President Obama on Friday authorized boosting the U.S. troop level in Iraq to more than 3,000 in a non-combat mission and also said he would seek $5.6 billion in additional funding for the campaign to destroy the Islamic State of Iraq and Syria.
Obama acted on the recommendation for additional troops from Defense Secretary Chuck Hagel, who was responding to a request from the Baghdad government of Prime Minister Haider al-Abadi for more U.S. troops to train, advise and equip the Iraqi Security Forces, Pentagon officials said.
Currently, there are about 1,400 U.S. troops in Iraq with an authorization for that contingent to go up to 1,600, Pentagon officials said, and the 1,500 added troops would bring the troop level to 3,100.

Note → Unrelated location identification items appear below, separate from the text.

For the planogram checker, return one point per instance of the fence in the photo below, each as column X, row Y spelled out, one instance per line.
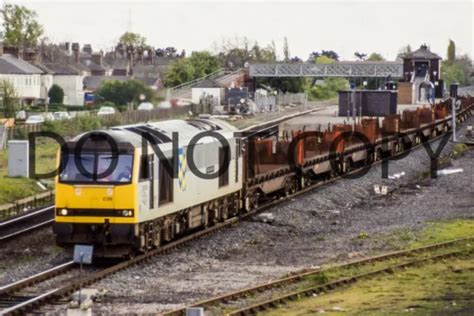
column 26, row 204
column 273, row 103
column 136, row 116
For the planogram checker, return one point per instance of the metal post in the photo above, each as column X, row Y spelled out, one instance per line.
column 454, row 118
column 80, row 276
column 353, row 106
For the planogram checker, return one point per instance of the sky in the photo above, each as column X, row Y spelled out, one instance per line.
column 344, row 26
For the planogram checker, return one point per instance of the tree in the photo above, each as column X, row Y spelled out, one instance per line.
column 375, row 57
column 10, row 101
column 403, row 51
column 360, row 56
column 123, row 92
column 179, row 72
column 203, row 63
column 329, row 88
column 286, row 51
column 21, row 29
column 56, row 94
column 130, row 38
column 235, row 53
column 324, row 60
column 451, row 55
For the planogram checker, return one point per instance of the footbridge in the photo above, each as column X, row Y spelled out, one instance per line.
column 380, row 69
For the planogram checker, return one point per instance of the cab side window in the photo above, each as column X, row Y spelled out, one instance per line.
column 166, row 182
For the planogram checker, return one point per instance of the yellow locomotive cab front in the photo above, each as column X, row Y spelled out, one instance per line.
column 96, row 198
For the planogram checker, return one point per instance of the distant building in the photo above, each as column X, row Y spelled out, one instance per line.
column 70, row 79
column 422, row 80
column 207, row 89
column 25, row 77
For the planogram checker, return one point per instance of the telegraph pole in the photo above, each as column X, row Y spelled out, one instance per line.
column 453, row 92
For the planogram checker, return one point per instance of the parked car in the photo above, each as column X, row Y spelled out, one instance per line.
column 35, row 119
column 20, row 115
column 184, row 102
column 165, row 105
column 146, row 106
column 61, row 115
column 106, row 110
column 49, row 116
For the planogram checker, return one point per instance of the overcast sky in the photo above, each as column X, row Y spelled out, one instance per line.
column 345, row 26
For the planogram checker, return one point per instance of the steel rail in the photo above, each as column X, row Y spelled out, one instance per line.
column 24, row 226
column 333, row 285
column 294, row 278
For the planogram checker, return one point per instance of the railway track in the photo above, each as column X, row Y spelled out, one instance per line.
column 25, row 223
column 253, row 300
column 67, row 286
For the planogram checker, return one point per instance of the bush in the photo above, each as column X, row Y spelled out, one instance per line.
column 56, row 94
column 74, row 126
column 328, row 90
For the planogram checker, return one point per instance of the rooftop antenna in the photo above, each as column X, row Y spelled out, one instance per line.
column 129, row 26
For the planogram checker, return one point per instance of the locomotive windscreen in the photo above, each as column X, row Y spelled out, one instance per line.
column 95, row 168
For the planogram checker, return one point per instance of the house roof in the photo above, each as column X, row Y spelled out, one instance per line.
column 422, row 53
column 60, row 69
column 90, row 64
column 207, row 83
column 94, row 82
column 13, row 65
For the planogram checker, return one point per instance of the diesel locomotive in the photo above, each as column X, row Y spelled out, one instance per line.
column 129, row 189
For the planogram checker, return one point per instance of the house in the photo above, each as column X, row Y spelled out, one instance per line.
column 151, row 75
column 25, row 77
column 92, row 83
column 70, row 79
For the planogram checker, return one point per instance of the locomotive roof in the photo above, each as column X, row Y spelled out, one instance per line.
column 162, row 132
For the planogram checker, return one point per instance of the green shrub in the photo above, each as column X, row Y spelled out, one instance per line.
column 74, row 126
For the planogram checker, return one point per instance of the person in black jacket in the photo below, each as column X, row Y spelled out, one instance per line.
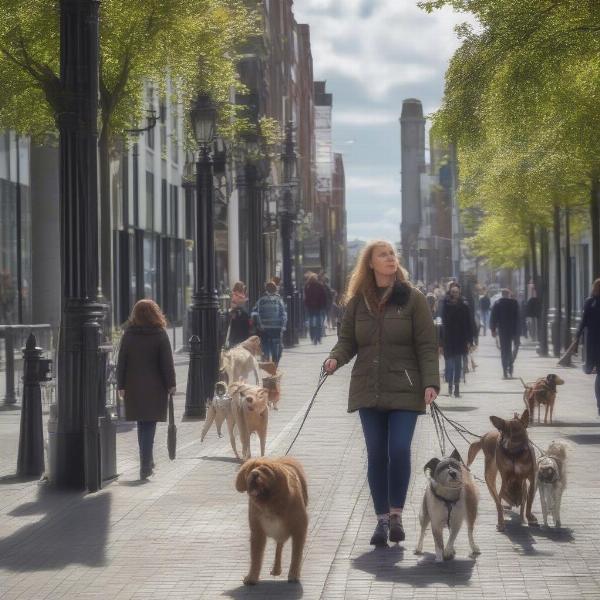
column 456, row 336
column 504, row 321
column 590, row 323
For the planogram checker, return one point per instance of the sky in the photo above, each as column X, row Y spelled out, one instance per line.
column 373, row 55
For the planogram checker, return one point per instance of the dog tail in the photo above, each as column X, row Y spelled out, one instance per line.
column 474, row 448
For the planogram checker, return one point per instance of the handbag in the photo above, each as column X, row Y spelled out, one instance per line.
column 171, row 431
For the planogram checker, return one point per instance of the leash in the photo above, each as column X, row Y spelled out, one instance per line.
column 322, row 377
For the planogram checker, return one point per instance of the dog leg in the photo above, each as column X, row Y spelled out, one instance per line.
column 230, row 425
column 438, row 540
column 277, row 564
column 297, row 547
column 424, row 520
column 258, row 540
column 556, row 508
column 530, row 495
column 449, row 551
column 491, row 471
column 210, row 417
column 544, row 504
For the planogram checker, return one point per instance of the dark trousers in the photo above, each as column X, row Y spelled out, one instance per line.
column 146, row 431
column 506, row 352
column 453, row 370
column 388, row 435
column 270, row 340
column 315, row 325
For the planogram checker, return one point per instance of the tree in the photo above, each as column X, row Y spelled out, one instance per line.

A senior White House official, speaking on background, said the $5.6 billion in additional funding would be tacked onto the current request of $58.6 billion for Fiscal Year 2015 Overseas Contingency Operations, which is separate from the defense base budget.
About $3.4 billion from the total of $5.6 billion would go to the ongoing operations of the U.S. effort, including airstrikes and intelligence, the official said.
Another $1.6 billion would go to the train, advise and equip role and $524 million would go to the State Department for diplomatic and humanitarian assistance efforts, the official said.
"Our expectation is that this will get resolved in the lame duck session" of Congress, the official said of Congressional approval of the $5.6 billion.
The authorization to send more troops included approval to expand the areas in which they will operate. Currently, U.S. trainers and advisers are limited to Joint Operations Centers in Baghdad and Irbil, the capital of the Kurdish region.
In a statement, Rear Adm. John Kirby, the Pentagon press secretary, said that the U.S. Central Command will establish several sites across Iraq, including in western Anbar province," that will accommodate the training of 12 Iraqi brigades, specifically nine Iraqi army and three Peshmerga (Kurdish) brigades."
"These sites will be located in northern, western, and southern Iraq," Kirby said. Coalition partners will join U.S. personnel at these locations to help build Iraqi capacity and capability."
A second senior White House official denied that the additional troops amounted to "mission creep" that the administration has sought to avoid.
"The mission has not changed at all for our service members," the official said. The mission was still to train and advise, the official said, and "even with these additional personnel, the mission is not changing."
The Pentagon official would not rule out that more troops would be sent to Iraq, in addition to the 1,500. The "limiting principle" was on the restriction of the mission to the training and advisory role, he said.
"I don't want to suggest a specific ceiling," the official said.